The following is a summary of the steps we took to transfer the data that was previously in Production account to our Data Lake account:

  1. Create a role in Production account that will be used for the data transfer.
  2. Give permissions to Production role to read from the Prod bucket.
  3. Create a bucket in Data Lake account.
  4. If you wish to enable encryption in your Data Lake bucket, you will need to use AWS Key Management Service (KMS) and encrypt the bucket with Customer Managed Keys (CMK). The default Server Side Encryption S3 (SSE-S3) is not compatible with cross account permissions.
  5. Edit Data Lake bucket policy to allow the role in Production account to write objects.
  6. Edit Data Lake KMS key policy to allow the role in Production account to encrypt objects using the key.
  7. Edit role in Prod account to allow writing objects in DL bucket.
  8. Edit role in Prod account to allow to use the key to encrypt objects using the key.

Importantly, AWS requires the two accounts to allow the role in Production to write in the bucket Data Lake. It is not enough to allow one side only. 

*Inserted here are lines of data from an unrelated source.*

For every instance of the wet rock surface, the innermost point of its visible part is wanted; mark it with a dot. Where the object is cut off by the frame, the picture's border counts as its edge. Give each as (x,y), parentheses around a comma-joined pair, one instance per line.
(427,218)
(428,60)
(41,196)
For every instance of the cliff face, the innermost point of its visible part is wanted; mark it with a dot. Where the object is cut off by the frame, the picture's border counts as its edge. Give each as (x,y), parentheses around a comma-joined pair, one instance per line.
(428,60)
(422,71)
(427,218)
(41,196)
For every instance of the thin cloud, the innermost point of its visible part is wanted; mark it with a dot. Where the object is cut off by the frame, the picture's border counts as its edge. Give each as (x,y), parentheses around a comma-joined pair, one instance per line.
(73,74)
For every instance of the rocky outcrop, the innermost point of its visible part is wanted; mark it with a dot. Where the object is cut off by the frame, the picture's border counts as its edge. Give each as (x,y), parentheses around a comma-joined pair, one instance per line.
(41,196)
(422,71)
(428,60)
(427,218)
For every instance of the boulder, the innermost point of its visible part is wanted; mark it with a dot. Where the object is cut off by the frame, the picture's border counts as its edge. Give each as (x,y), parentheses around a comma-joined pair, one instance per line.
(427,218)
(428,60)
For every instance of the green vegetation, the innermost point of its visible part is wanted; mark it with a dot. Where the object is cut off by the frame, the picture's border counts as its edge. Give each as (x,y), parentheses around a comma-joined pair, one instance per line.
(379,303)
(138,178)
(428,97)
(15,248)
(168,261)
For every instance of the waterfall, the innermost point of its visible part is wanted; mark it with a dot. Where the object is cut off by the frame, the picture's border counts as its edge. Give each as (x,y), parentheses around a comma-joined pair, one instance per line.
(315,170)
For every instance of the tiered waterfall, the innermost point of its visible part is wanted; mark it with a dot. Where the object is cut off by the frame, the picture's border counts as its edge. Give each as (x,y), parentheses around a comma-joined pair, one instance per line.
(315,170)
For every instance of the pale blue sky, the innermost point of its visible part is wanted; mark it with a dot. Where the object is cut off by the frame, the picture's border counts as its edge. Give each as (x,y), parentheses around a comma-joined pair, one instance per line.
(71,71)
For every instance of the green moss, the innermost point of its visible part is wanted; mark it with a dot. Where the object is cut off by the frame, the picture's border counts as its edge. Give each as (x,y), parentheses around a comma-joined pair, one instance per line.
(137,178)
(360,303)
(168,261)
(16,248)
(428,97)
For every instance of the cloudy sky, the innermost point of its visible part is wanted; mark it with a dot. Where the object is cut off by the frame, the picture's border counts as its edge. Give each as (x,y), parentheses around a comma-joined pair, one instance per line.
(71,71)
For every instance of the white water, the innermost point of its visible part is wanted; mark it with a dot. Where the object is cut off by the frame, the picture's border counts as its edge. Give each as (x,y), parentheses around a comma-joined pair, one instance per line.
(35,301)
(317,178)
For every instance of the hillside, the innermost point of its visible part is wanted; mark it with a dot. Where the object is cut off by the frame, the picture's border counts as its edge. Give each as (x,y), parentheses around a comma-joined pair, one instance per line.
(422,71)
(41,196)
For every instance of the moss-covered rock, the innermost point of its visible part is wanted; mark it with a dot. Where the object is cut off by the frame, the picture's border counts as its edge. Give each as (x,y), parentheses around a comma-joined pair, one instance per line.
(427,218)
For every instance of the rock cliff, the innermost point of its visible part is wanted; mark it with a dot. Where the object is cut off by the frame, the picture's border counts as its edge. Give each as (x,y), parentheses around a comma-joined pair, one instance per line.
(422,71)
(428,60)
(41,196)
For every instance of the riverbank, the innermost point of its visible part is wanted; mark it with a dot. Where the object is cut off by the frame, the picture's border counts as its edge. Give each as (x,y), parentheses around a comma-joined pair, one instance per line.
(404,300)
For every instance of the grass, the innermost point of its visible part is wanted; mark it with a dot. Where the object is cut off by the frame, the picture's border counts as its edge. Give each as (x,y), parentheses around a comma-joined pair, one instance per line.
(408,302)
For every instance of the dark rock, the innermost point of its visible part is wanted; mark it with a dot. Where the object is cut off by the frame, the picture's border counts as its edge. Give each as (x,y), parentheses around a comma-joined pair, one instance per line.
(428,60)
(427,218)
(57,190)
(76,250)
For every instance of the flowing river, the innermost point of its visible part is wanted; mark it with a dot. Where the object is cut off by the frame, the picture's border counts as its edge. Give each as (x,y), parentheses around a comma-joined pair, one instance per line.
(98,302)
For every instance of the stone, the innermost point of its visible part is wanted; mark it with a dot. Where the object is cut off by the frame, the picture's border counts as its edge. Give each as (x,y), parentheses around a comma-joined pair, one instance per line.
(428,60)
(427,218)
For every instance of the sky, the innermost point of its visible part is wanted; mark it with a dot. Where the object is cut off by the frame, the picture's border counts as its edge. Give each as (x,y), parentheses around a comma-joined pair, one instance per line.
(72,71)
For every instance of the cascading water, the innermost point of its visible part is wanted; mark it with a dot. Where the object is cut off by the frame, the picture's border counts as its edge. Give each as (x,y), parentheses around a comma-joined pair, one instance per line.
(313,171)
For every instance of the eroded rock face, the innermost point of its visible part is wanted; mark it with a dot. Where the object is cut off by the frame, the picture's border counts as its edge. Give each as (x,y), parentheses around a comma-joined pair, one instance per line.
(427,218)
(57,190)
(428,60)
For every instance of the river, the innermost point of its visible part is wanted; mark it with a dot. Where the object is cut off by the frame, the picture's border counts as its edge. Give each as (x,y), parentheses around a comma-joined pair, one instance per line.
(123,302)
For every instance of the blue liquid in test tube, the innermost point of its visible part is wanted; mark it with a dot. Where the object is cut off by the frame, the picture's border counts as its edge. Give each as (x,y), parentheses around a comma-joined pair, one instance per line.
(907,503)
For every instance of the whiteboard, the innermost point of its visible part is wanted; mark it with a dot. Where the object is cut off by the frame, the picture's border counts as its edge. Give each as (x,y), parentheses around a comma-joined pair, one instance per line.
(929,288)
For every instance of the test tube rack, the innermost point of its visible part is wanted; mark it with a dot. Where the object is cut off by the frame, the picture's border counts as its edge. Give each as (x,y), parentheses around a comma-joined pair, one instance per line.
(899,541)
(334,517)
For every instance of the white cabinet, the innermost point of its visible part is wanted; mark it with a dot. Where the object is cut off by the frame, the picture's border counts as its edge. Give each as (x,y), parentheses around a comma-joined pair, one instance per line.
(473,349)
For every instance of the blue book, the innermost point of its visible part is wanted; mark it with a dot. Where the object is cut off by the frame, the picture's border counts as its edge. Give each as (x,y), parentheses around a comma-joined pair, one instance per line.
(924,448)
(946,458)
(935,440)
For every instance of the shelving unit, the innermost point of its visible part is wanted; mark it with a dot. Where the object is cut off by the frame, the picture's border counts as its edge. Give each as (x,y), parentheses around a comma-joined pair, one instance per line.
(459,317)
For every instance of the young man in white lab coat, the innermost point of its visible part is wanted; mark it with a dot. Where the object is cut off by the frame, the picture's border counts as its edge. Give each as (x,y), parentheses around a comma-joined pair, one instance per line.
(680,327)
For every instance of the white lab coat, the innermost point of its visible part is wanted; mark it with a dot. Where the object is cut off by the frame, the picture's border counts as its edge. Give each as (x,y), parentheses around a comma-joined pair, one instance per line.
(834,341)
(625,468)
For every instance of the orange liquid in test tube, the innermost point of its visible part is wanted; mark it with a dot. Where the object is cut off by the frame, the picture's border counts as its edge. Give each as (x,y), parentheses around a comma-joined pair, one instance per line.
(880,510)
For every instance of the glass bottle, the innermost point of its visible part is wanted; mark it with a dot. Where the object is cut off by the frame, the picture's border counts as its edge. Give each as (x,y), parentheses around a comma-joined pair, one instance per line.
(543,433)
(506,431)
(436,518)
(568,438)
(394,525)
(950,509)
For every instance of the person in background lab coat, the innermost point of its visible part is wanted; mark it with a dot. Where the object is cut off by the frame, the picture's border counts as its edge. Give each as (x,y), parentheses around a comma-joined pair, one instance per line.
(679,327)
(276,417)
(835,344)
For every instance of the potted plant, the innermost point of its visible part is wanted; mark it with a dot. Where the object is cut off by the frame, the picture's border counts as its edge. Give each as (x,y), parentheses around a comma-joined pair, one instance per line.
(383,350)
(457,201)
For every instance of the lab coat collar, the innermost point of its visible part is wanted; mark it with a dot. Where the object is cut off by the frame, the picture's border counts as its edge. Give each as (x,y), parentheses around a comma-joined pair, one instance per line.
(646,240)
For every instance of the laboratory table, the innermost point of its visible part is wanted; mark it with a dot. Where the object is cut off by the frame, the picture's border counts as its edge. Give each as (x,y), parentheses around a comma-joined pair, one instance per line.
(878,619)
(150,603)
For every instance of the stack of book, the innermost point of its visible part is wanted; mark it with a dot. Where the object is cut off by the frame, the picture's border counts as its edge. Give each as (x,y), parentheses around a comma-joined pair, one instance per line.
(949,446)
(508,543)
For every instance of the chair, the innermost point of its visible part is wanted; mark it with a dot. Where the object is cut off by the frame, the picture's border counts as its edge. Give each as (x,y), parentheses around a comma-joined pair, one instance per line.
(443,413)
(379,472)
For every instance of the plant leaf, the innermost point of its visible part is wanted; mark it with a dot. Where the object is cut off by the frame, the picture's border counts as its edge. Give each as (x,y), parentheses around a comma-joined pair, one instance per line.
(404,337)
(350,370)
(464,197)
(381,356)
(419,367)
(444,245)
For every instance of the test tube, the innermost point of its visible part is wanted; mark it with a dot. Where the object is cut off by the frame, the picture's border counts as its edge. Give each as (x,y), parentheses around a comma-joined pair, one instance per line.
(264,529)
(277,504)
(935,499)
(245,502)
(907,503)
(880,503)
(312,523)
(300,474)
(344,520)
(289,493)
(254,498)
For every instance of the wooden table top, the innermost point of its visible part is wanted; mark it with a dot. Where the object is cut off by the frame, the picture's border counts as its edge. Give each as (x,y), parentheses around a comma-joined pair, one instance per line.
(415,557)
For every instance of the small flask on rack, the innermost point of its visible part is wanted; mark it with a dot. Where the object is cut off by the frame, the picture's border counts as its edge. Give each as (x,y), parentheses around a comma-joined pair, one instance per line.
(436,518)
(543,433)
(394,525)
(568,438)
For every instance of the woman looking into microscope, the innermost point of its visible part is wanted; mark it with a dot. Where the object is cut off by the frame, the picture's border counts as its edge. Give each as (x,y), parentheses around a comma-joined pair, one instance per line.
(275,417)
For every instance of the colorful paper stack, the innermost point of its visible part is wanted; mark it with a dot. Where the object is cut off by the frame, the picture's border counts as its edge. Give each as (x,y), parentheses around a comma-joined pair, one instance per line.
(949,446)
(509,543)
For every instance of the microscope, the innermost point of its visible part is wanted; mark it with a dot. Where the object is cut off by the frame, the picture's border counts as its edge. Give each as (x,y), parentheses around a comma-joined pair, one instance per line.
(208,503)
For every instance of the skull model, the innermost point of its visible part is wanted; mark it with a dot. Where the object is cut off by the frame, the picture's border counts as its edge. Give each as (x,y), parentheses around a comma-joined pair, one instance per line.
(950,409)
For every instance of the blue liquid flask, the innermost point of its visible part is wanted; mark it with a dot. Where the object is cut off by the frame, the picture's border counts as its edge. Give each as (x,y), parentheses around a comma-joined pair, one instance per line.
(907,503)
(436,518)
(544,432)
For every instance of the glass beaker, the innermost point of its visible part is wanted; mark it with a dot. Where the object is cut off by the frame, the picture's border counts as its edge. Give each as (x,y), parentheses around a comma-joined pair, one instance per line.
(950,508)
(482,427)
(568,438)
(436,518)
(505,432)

Using Terraform simplifies this process as it is possible to reference resources from the other account with the ARN of the resource.

Copy S3 objects

AWS offers two primary methods for copying data across S3 buckets using the CLI: aws cp and aws sync. The main difference is that copy (cp) will copy all the objects regardless if they already exist in the destination (overwrite). sync scans the destination and copies files from the source only if they are new or updated. We needed to move everything so we used cp.

Considerations
  • Evaluating Data Transfer Costs: Copying data across AWS accounts incurs data transfer costs, which can impact the overall budget. Consider the pricing model for PUT and GET requests and data transfer out of the S3 bucket, optimising costs based on data volume and transfer frequency. KMS costs should also be considered.
  • Performance (1): Our bucket of data was around 40GB,  consisting of many small files (~100KB). Locally the transfer had a performance of ~400KB/s. Unfortunately the time to process was greater than the allowed time to assume the role (max 12 hours). The CLI stopped and we had to find another way to copy the data.
  • Performance (2): After the learnings of the previous point, we set up an EC2 instance in production with an associated instance role that had access to Data Lake bucket and key. The performance went up to 780KB/s. Although slow, the data transfer could be completed as in this case the EC2 instance did not have to assume a role.
  • Performance (3): We also had to copy one sizeable file of 2.5GB. The speed reached 215MB/s. Data transfer of small files is always slower than one large file as it introduces overhead (read/write, TCP, sessions, scan for viruses, …)
  • Leveraging Glue Job for Data Copy: As data volumes grow, manual data copying with the command-line approach is likely to be too cumbersome. In the future, we’ll be using AWS Glue to automate and orchestrate data copying. Glue Jobs enable seamless data transformation and migration workflows, streamlining the process and improving scalability.
  • Leveraging AWS Data Lake Formation: Data Lake Formation simplifies data lake creation, governance and sharing, enabling data engineers and data scientists to focus on analysis rather than data preparation.

Conclusion

Copying S3 buckets across AWS organisations in an MLOps environment requires careful consideration and adherence to best practices. By setting up IAM permissions, using encryption, optimising data transfer costs, organisations can ensure a secure, efficient, and cost-effective data transfer process. Furthermore, exploring future automation with Glue Jobs offers a scalable solution to handle data copying as data volumes increase, paving the way for successful machine learning deployments and operations.